Con esta disposición se ha plantado aquel viernes, a las tres de la tarde, frente a la inmensa cruz que, ante las puertas de la catedral, había sido levantada como signo de reconciliación. Sin embargo, una patrulla de carabineros que se acerca al lugar, conmina a Sebastián a que salga de allí. Les dice Sebastián: “Miren, no se atrevan a cruzar hasta aquí, porque si lo hacen, me enciendo”. Y exhibe en su mano derecha un encendedor que acerca amenazante a su cuerpo ya empapado con bencina y parafina. Y explica Sebastián: “El oficial no me creyó. Parece que a los uniformados les cuesta creer en la palabra de los civiles. No me creyó. Avanzó hacia mí y yo me encendí”.

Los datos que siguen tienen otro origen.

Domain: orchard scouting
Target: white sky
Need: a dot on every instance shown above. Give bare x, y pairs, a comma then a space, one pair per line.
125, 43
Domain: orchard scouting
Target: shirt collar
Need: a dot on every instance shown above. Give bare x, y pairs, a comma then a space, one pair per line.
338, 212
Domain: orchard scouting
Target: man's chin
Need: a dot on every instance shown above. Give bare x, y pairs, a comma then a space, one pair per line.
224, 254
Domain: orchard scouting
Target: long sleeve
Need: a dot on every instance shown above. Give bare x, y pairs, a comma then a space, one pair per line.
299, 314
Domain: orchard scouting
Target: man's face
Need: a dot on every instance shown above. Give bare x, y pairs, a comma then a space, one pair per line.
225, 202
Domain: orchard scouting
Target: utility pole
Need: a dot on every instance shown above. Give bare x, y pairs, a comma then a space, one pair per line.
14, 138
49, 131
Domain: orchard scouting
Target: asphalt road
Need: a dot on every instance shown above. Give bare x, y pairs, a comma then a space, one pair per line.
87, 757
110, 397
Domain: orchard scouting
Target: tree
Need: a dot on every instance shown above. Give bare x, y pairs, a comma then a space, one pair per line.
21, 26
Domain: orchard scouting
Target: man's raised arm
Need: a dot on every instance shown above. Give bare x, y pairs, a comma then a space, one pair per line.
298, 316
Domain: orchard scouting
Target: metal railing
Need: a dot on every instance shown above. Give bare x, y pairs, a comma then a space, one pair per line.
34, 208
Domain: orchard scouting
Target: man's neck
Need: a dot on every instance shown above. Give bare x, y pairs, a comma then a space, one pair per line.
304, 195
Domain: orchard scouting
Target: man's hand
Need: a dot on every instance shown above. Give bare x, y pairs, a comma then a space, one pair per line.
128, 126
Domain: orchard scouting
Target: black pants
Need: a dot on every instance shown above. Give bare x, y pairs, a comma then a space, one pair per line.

En medio de esas horas de angustia, aparece en el hospital su hija María Candelaria. La CNI la ha dejado en libertad, pero solo por unos días, porque volverá a detenerla. Le dicen a Sebastián que está su hija y que le permiten hablar con ella por citófono. “No lo creo. Quiero verla”, exige Sebastián. Entre todos convencemos a la hija que no lo haga, que evite un impacto emocional tan tremendo. Finalmente hablan por citófono. “María ¿eres tú?” Sí, papá, soy yo. “¿Cómo sé yo que eres tú y que no me están engañando?” Papá, si soy yo. “Te voy a poner una prueba. ¿Cómo te decía yo cuando eras chica?” Mi sargento Candelaria, papá. “Entonces eres tú, eres mi hija”. Sigue una conversación muy hermosa. Sebastián le pide perdón a su hija por lo que ha hecho, y le pide que lo entienda. Le da consejos muy hermosos acerca del cuidado de su hijo, el nieto tan querido. Ese día, esa noche, nos quedamos todos en vigilia. En agonía. A la espera de lo inminente. La vida de Sebastián no cruzará de la noche al día. Fallece un cuarto para las doce de esa misma noche y ha permanecido lúcido hasta poco antes de morir. Minutos antes de aquel sábado, todo está consumado. Me encuentro con Raúl, el sacerdote capellán del hospital. Me abraza conmovido y me dice: “Era como ver morir a Cristo”. Sí, le digo, y en un viernes, a las tres.